SL: I learned it quicky. At my school that I went to, they were not used to having international students who didn’t speak English at all. We didn’t even really have a French teacher in middle school, so basically everything I had to do it was me trying to figure out things on my own. That really forced me to learn English and I think that was a big thing for me. It was hard, but I made it through it.
Was there any eye-opening moment once in the States or something that really surprised you about life in America?
SL: As far as basketball, it was the speed of the game and how seriously the people here take the game. It was pretty cool and it was different. Off the court, I would say… I think in Haiti kids are more thankful for what they have. We don’t have much (laughs), we don’t have much to worry about. Here in the States, kids worry a little bit more about things and life because they have a lot more options than we do (in Haiti). It’s pretty different.
How well was your family doing financially compared to the regular Haitian folk?
SL: Oh, my family was doing pretty good, I would say. My mom and dad worked really, really hard every single day. They had enough to get a house and put food on the table.

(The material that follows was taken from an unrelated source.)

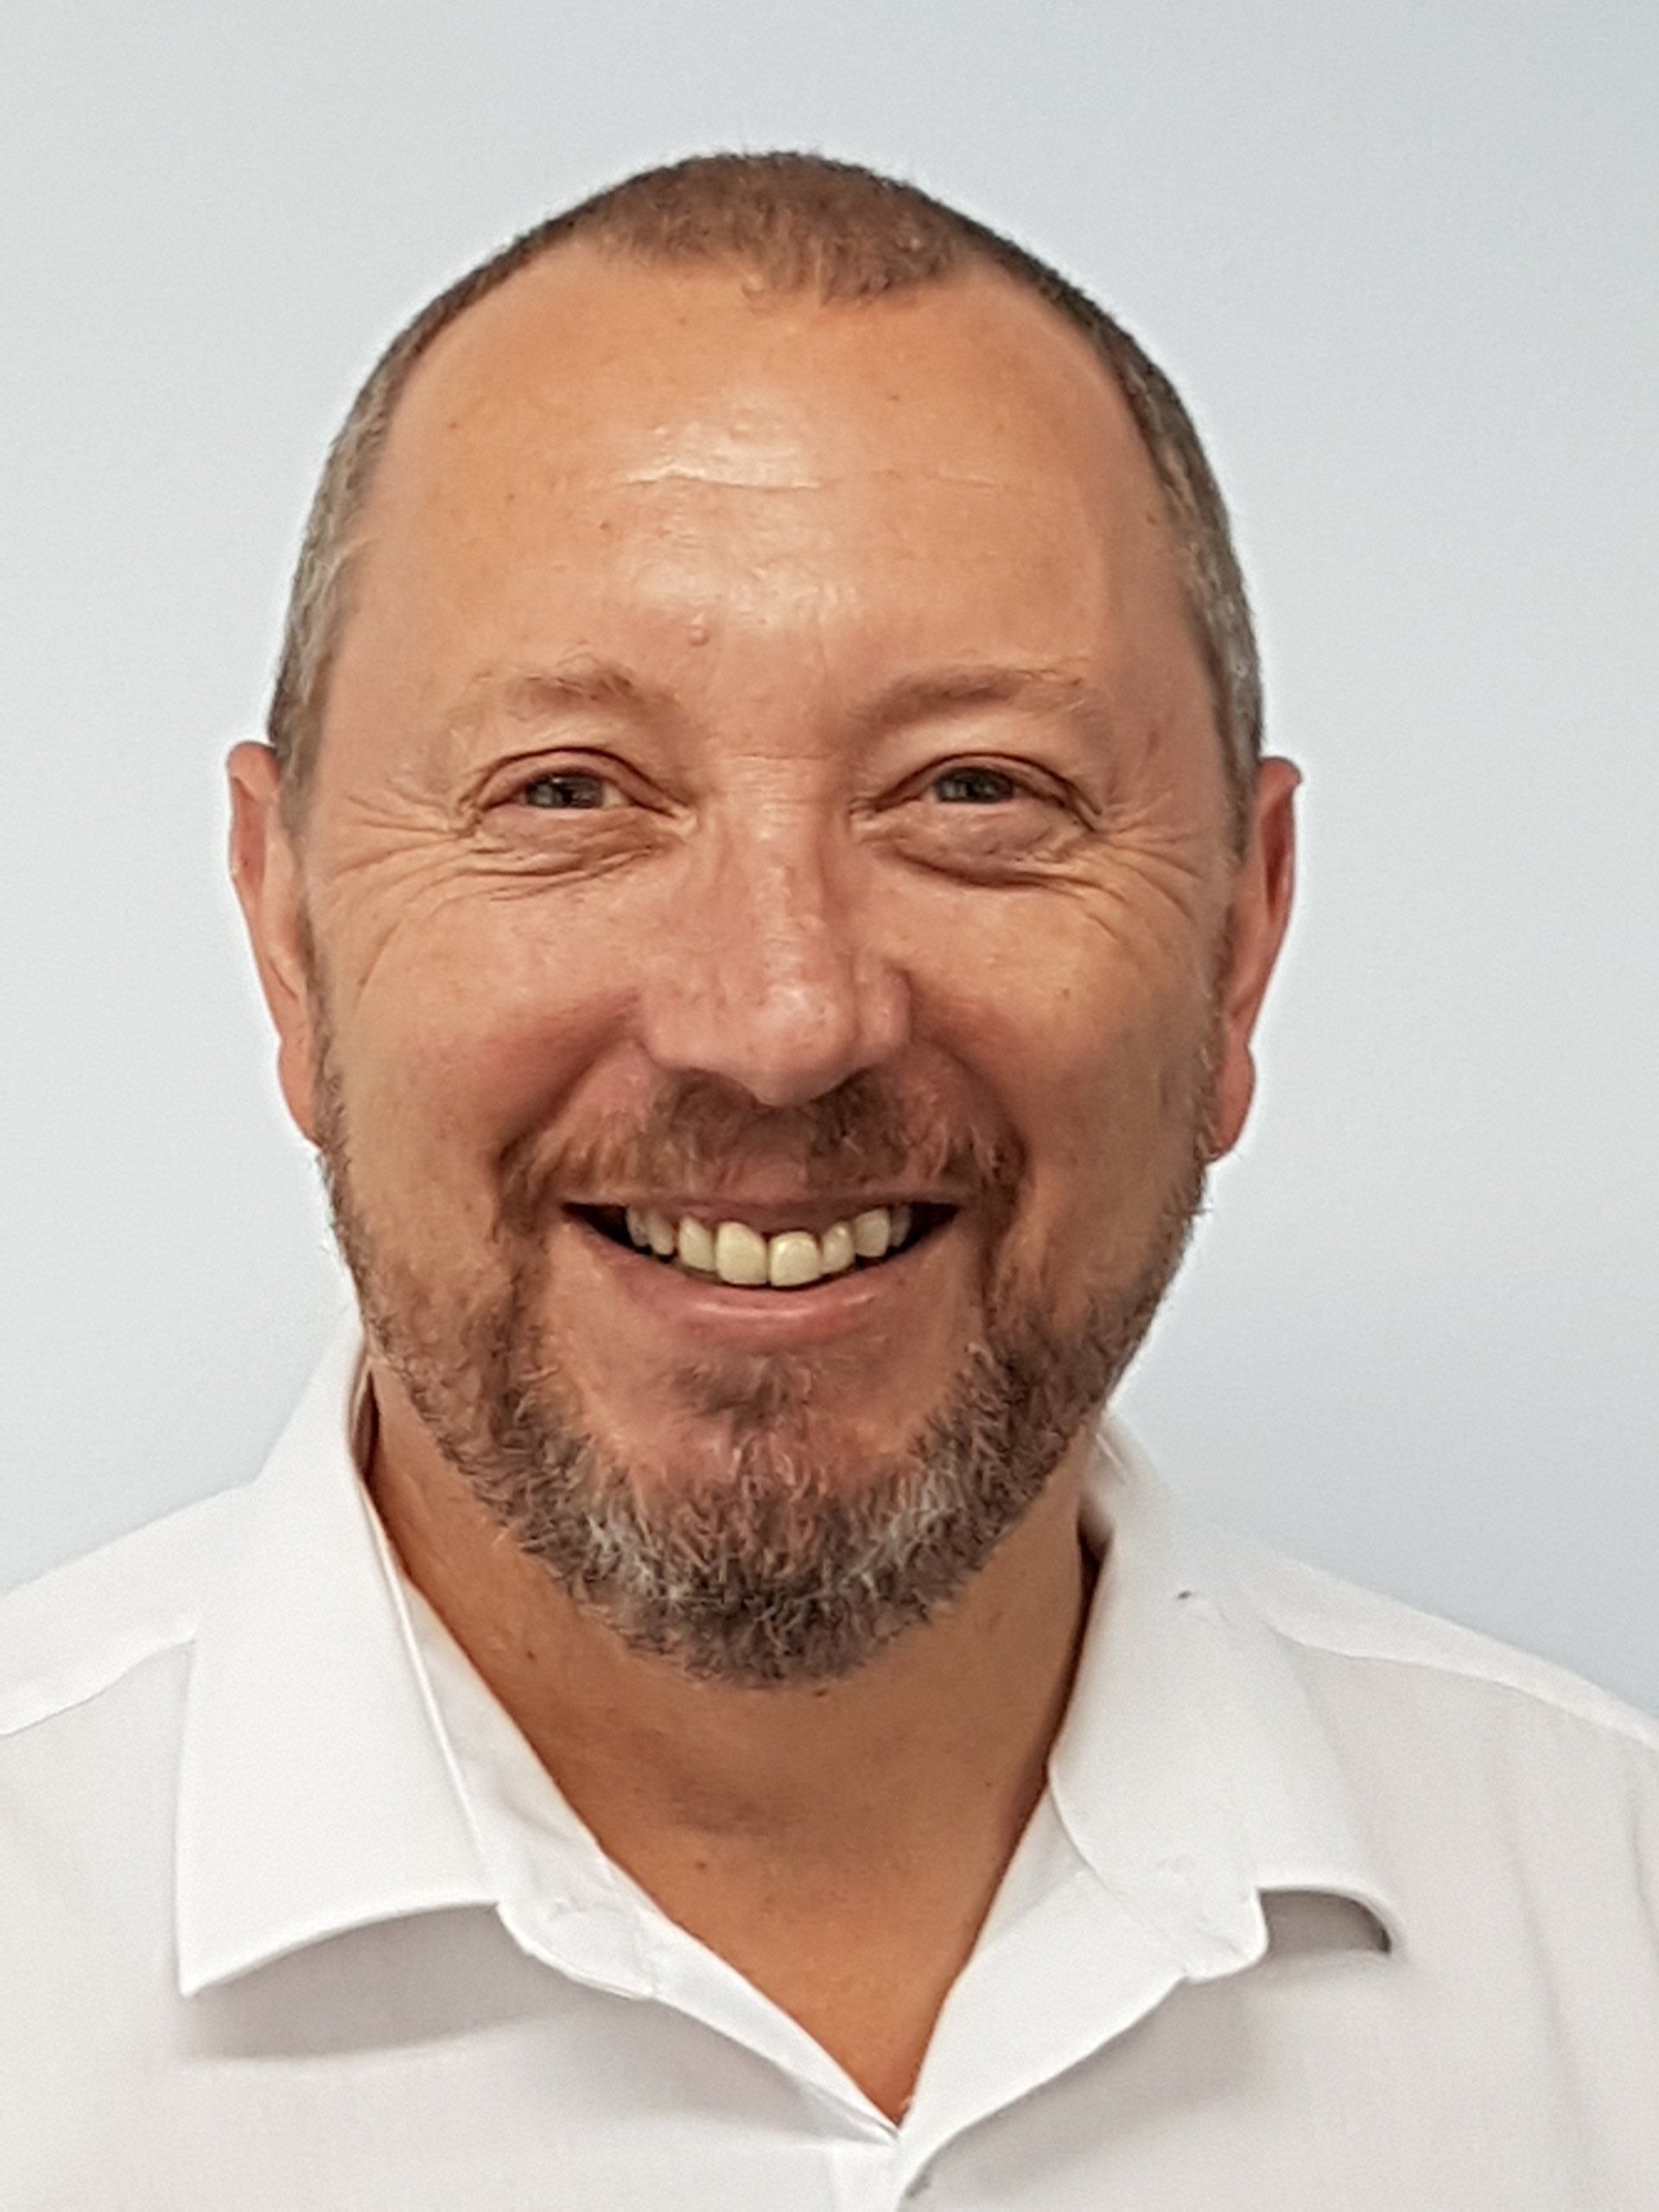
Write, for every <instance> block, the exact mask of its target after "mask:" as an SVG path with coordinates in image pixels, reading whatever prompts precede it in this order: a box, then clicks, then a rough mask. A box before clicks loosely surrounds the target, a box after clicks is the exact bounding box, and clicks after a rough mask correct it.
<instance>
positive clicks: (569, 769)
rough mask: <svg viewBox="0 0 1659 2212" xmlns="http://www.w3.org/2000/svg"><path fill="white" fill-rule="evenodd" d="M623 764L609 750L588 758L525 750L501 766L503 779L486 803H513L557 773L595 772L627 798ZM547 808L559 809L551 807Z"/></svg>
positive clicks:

We were doing pretty good.
What do you think is the key part for you during the draft process? The combine, the individual workouts with NBA teams, the interviews with executives?

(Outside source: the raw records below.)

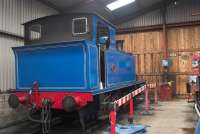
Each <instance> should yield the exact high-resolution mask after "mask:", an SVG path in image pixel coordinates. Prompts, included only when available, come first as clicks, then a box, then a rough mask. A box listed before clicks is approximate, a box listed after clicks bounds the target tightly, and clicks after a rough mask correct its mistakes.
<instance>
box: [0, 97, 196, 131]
mask: <svg viewBox="0 0 200 134" xmlns="http://www.w3.org/2000/svg"><path fill="white" fill-rule="evenodd" d="M193 105H194V104H189V103H187V102H186V100H184V99H182V100H181V99H177V100H173V101H169V102H159V105H158V106H156V107H155V110H152V111H151V113H153V115H151V116H143V115H140V114H139V112H141V108H138V110H137V111H136V113H135V116H134V123H135V124H143V125H146V126H149V127H147V134H194V127H195V125H196V120H197V116H196V113H195V111H194V109H193ZM122 116H124V117H122V119H121V120H120V119H119V120H120V121H119V122H121V123H127V114H124V115H123V114H122ZM99 123H100V122H99ZM104 125H105V127H108V126H109V123H105V124H104ZM63 126H64V127H63ZM63 126H61V127H60V128H59V127H58V128H56V129H53V130H52V133H53V134H64V133H66V132H67V133H68V134H81V133H80V132H78V131H80V130H81V129H80V128H79V125H78V126H76V125H72V126H69V125H65V124H64V125H63ZM66 126H68V127H67V128H66ZM37 127H38V125H36V124H31V123H25V124H21V125H18V126H13V127H10V128H6V129H0V134H18V133H21V134H33V130H37V129H38V128H37ZM92 133H94V134H97V133H98V134H100V133H101V129H98V128H97V129H96V130H95V131H94V132H92Z"/></svg>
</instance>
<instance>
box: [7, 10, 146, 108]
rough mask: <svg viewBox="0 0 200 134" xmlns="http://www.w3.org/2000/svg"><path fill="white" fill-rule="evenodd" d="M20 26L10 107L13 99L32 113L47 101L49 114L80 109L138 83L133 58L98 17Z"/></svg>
mask: <svg viewBox="0 0 200 134" xmlns="http://www.w3.org/2000/svg"><path fill="white" fill-rule="evenodd" d="M24 27H25V30H24V33H25V44H24V46H22V47H15V48H13V51H14V54H15V62H16V93H15V95H12V96H11V97H10V99H9V100H10V101H9V103H10V106H13V108H16V106H17V105H18V103H16V100H17V101H19V103H21V104H23V105H26V104H28V103H31V104H32V105H34V106H35V107H36V108H37V109H40V108H42V107H43V104H44V100H45V102H46V100H48V101H49V102H51V108H52V109H57V110H65V111H73V110H79V109H81V108H83V107H85V106H87V105H88V104H89V103H91V102H93V101H94V97H95V96H98V95H101V94H105V93H109V92H113V91H117V90H119V89H124V88H126V87H131V86H134V85H135V84H138V83H142V82H139V81H136V74H135V58H134V56H133V55H131V54H128V53H125V52H123V51H121V50H122V49H119V46H120V45H119V46H118V45H117V44H116V39H115V36H116V31H115V26H113V25H112V24H111V23H110V22H108V21H106V20H105V19H103V18H101V17H99V16H97V15H94V14H86V13H85V14H64V15H54V16H48V17H44V18H39V19H36V20H33V21H30V22H27V23H25V24H24ZM121 44H122V43H121ZM121 46H122V45H121ZM30 98H31V99H30ZM27 101H29V102H28V103H27ZM14 102H15V103H14ZM45 104H46V103H45ZM72 109H73V110H72Z"/></svg>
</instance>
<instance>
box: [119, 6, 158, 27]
mask: <svg viewBox="0 0 200 134" xmlns="http://www.w3.org/2000/svg"><path fill="white" fill-rule="evenodd" d="M158 24H162V15H161V12H160V10H155V11H152V12H150V13H147V14H145V15H142V16H139V17H136V18H135V19H133V20H131V21H128V22H125V23H123V24H121V25H119V28H130V27H141V26H151V25H158Z"/></svg>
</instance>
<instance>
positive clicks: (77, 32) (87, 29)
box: [72, 17, 89, 35]
mask: <svg viewBox="0 0 200 134" xmlns="http://www.w3.org/2000/svg"><path fill="white" fill-rule="evenodd" d="M88 31H89V30H88V21H87V18H86V17H82V18H74V19H73V20H72V34H73V35H79V34H86V33H87V32H88Z"/></svg>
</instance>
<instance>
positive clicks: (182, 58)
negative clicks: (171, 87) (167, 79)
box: [117, 26, 200, 95]
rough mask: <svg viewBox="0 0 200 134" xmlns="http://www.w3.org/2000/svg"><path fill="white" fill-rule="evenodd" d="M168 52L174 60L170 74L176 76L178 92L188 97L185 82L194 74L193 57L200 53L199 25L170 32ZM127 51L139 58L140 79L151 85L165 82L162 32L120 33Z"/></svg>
mask: <svg viewBox="0 0 200 134" xmlns="http://www.w3.org/2000/svg"><path fill="white" fill-rule="evenodd" d="M167 35H168V52H169V57H170V58H171V59H172V62H173V63H172V66H171V67H170V68H169V72H170V74H172V75H174V76H175V83H176V93H177V94H179V95H184V94H186V82H187V81H188V76H189V75H191V74H192V72H191V56H192V55H193V54H195V53H198V52H199V51H200V26H189V27H179V28H170V29H168V30H167ZM117 39H119V40H124V41H125V45H124V50H125V51H126V52H130V53H133V54H134V55H135V56H136V71H137V74H138V79H145V80H147V81H148V82H155V81H158V82H161V81H162V71H163V69H162V66H161V61H162V59H163V36H162V31H148V32H138V33H129V34H120V35H118V36H117Z"/></svg>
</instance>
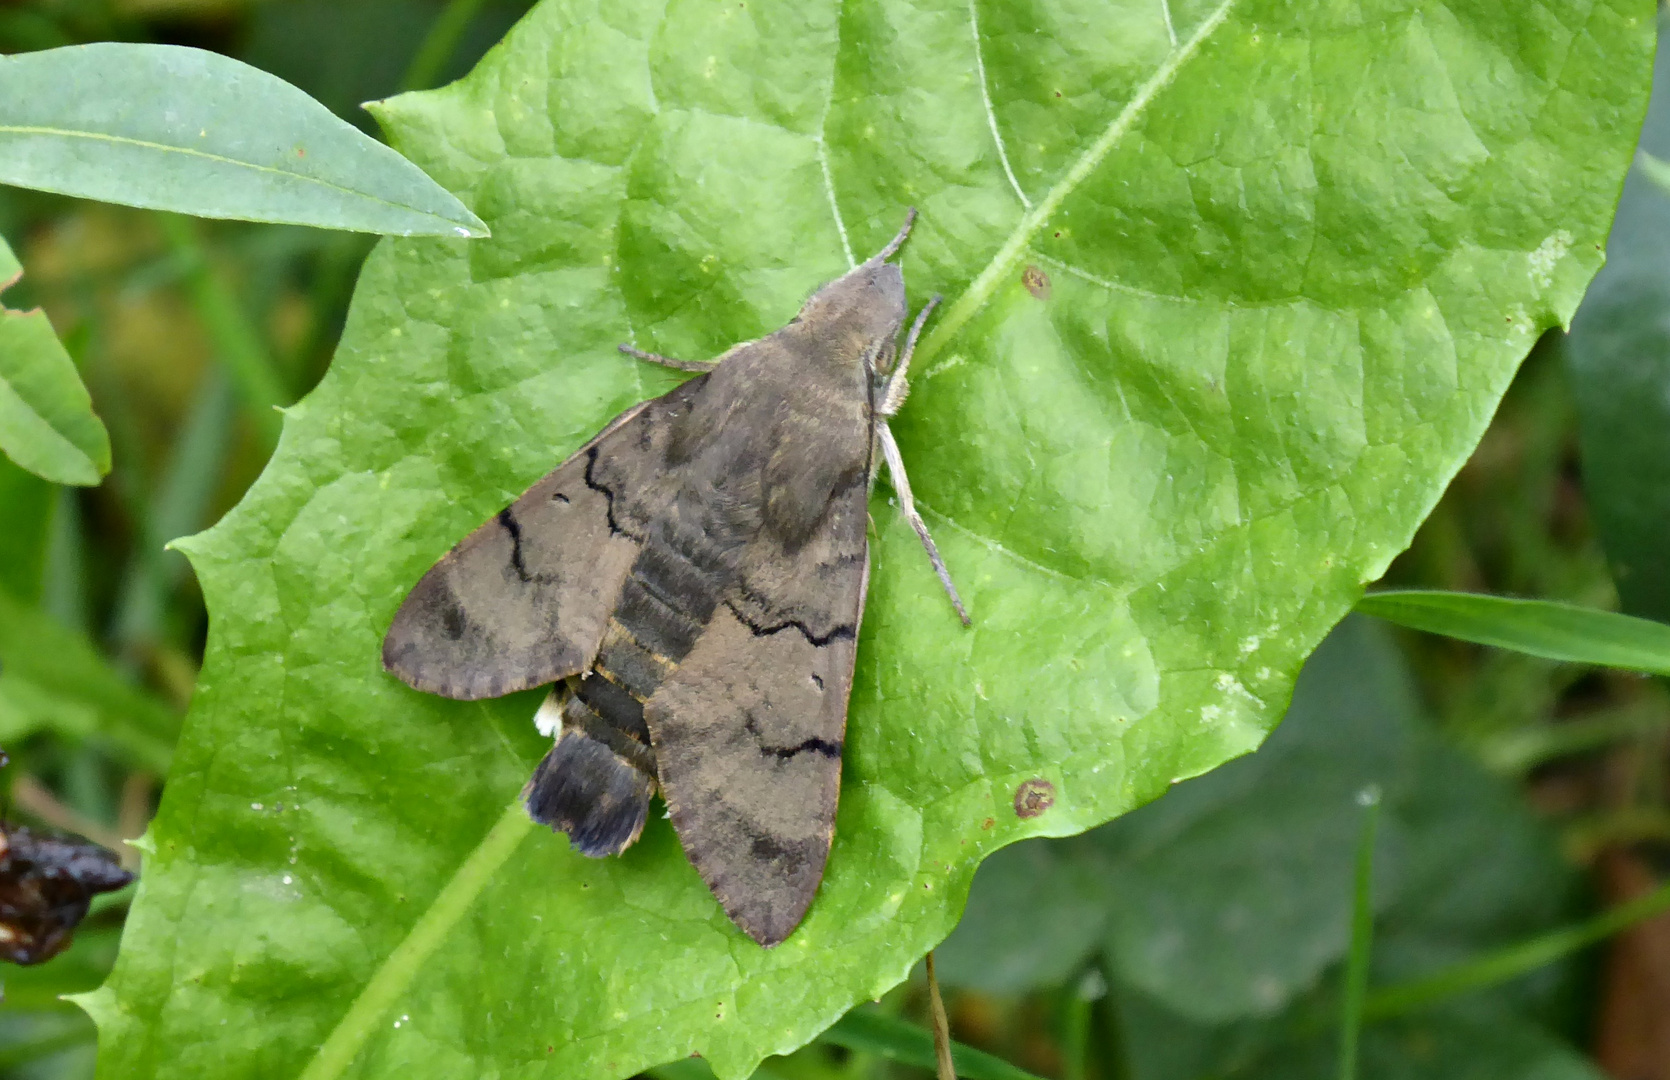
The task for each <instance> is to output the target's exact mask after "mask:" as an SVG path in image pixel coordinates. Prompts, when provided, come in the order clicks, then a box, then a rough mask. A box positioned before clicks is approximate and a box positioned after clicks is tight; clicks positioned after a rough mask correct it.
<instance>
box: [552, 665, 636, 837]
mask: <svg viewBox="0 0 1670 1080" xmlns="http://www.w3.org/2000/svg"><path fill="white" fill-rule="evenodd" d="M603 688H613V684H611V683H608V681H606V679H603V678H601V676H598V674H595V673H593V674H588V676H586V678H584V679H579V686H578V688H576V689H574V693H573V696H569V699H568V704H566V706H564V708H563V734H561V736H559V738H558V739H556V746H553V748H551V751H549V753H548V754H546V756H544V760H543V761H539V768H536V770H534V773H533V778H529V780H528V786H526V788H523V803H524V805H526V806H528V816H529V818H533V820H534V821H538V823H539V825H548V826H551V828H553V830H558V831H561V833H568V840H569V843H573V845H574V850H576V851H579V853H581V855H590V856H593V858H600V856H605V855H620V853H621V851H625V850H626V848H630V846H631V845H633V843H635V841H636V840H638V835H640V833H643V823H645V820H646V818H648V816H650V796H651V795H655V751H653V749H650V746H648V729H646V728H645V724H643V706H641V704H638V703H636V701H633V698H631V696H628V694H626V693H625V691H621V689H620V688H613V693H611V691H610V689H603ZM623 699H625V701H623ZM635 726H636V728H640V729H643V731H645V741H640V738H638V736H636V733H635V731H633V728H635Z"/></svg>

SL: I would say the workouts with the teams, being able to showcase my skillset and show what I can do in the future. I think I have one of the highest upsides in the draft. In two or three years, I think I can be the best player in this draft. I’m still working. I think the workouts are going to be key for me. But also the interviews, just to get the chance to talk to the GMs so they get to know me a little better.
What things in particular do you want to show them about your game and about your personality?
SL: On the court, I think the scouts know how skilled I am. I want to show them a little bit more, that I can be physical too. I want to show that I can play basketball at the next level, want to show my basketball IQ. As for the interviews, I want to show them how confident I am in my abilities.
Was that confidence affected by the struggles of your year in college at any point?
SL: I would say yes somewhere in the middle of the season, but I learned I had to fight through it. By the end of the year, the game became easier. But definitely in the middle of the season, my confidence was tested and a little bit shaken. I definitely had to keep working and at the end of the season everything was better.
How different do you think the coaching in the NBA is going to be compared to what you saw at Kentucky?
SL: Coach Cal did a really good job at getting us ready for the next level. His coaching style, I think, is going to make it easier for us for whatever we find the NBA next.
In which areas do you think you can help a team right away?
SL: On the court, I think my outside shooting is going to be an asset. I think I can guard smaller guys. I’m going to be physical in the post too. I can run the court really well, so I think I can definitely help a team. Off the court, I think I can be a guy who leads by his actions. I’m not such a vocal person who’s going to talk a lot off the court. That would be tough at that level for a young guy, anyways (laughs). But definitely I think I can lead by my actions, plus I’m going to be coachable.
You know guys like you who enter the draft are often compared to current NBA players. In your case, it’s often Anthony Davis. Thoughts on that?
SL: I don’t know. Some of the things we do are kind of different. I think I’m a different type of player. I think I can really shoot the basketball. Anthony Davis is super long and super athletic… I don’t know about that comparison (laughs).